Spiro Scimone. Due persone e una cucina
“Nunzio”, l’opera prima di Spiro Scimone apre il cartellone della sala Laudamo a Messina.
Non c’è una storia da raccontare, solo due persone e una cucina. La cucina non è un ambiente, è una relazione. Non è neanche una storia, sono tante storie, che si intrecciano, danno vita e confluiscono in un’altra storia, senza fine. Così Spiro Scimone ha immaginato i suoi due personaggi, Pino (lo stesso Scimone) e Nunzio (Francesco Sframeli), raccolti in questo spazio, seduti ad un tavolo tra una cucina, un frigorifero e un lavandino. Un mondo a parte, all’interno del quale conta solo la relazione, un sicario può essere un brav’uomo e un “fissa” (stupido) può essere amato e rispettato.

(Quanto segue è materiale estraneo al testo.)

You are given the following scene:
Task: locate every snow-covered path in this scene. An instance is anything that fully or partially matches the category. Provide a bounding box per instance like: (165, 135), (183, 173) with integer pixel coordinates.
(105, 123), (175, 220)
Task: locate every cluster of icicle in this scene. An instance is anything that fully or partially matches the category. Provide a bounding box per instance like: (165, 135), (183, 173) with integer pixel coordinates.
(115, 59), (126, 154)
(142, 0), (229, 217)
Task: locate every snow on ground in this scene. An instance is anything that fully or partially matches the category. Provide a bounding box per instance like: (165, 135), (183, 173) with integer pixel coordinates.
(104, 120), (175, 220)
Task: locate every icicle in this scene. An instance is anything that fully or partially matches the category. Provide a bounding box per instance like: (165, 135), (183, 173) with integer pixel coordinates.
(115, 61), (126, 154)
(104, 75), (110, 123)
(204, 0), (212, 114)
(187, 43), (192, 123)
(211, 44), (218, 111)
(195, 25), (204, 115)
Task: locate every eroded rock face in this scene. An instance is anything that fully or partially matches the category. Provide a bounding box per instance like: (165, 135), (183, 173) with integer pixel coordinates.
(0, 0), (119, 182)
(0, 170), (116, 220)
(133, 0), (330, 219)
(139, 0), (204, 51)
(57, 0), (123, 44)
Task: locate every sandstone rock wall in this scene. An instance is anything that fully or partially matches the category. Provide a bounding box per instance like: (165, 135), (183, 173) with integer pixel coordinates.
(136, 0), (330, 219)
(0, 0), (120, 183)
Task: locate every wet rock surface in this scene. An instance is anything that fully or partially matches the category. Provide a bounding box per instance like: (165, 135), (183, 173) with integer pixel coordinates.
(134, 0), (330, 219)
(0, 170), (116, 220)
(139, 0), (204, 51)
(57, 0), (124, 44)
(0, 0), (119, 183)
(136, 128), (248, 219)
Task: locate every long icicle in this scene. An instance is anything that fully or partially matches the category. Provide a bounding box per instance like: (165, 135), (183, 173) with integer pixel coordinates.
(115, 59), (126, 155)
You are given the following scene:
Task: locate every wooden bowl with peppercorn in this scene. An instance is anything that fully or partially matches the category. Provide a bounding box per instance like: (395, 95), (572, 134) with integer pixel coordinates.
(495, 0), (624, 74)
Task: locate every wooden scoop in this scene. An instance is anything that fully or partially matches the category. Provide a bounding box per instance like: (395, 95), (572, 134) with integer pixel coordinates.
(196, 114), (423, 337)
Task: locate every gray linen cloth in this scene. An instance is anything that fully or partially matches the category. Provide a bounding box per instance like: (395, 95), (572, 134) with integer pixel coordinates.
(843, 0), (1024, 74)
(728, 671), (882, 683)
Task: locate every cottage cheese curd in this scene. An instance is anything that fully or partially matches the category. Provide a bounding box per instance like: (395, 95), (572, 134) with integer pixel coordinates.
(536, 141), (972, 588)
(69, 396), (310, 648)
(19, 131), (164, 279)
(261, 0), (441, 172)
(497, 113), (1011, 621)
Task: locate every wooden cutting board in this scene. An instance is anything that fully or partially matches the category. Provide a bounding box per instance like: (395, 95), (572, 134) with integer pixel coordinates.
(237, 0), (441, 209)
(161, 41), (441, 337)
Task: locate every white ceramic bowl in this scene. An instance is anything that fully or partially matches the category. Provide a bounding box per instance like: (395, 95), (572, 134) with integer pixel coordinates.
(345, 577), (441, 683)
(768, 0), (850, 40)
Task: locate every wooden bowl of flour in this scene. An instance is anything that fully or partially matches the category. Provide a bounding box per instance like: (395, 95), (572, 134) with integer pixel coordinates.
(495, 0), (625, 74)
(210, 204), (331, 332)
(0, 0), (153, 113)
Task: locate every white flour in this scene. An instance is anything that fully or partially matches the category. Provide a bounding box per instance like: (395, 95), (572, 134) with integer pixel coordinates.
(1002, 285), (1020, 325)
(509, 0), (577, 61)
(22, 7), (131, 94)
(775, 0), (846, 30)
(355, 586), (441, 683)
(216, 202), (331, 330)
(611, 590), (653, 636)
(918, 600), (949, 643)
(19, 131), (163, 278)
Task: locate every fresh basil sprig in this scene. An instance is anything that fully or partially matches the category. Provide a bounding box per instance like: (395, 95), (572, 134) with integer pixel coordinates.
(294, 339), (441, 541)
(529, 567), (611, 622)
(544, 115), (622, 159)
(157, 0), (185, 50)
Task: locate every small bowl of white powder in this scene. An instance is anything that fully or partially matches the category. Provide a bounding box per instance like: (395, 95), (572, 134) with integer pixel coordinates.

L’opera è stata vincitrice della selezione IDI, Autori Nuovi 1994, e ancora Medaglia d’oro IDI per la drammaturgia 1995. I due personaggi sono stati poi prestati al cinema per il film “Due amici”, che ha vinto il “Leone d’Oro” quale opera prima a Venezia nel 2002. Una sfilza di successi per un testo forse un po’ acerbo, che anima una messinscena semplice e lineare. Quasi un laboratorio, anzi una provetta, da cui nasceranno i due personaggi, che come marchi di fabbrica popoleranno gli spettacoli del duo Scimone- Sframeli, “Bar”, “La Festa”, “La Busta”. I caratteri ci sono tutti, la durezza umana di Scimone-Pino, l’inettitudine a tratti scaltrissima di Sframeli-Nunzio.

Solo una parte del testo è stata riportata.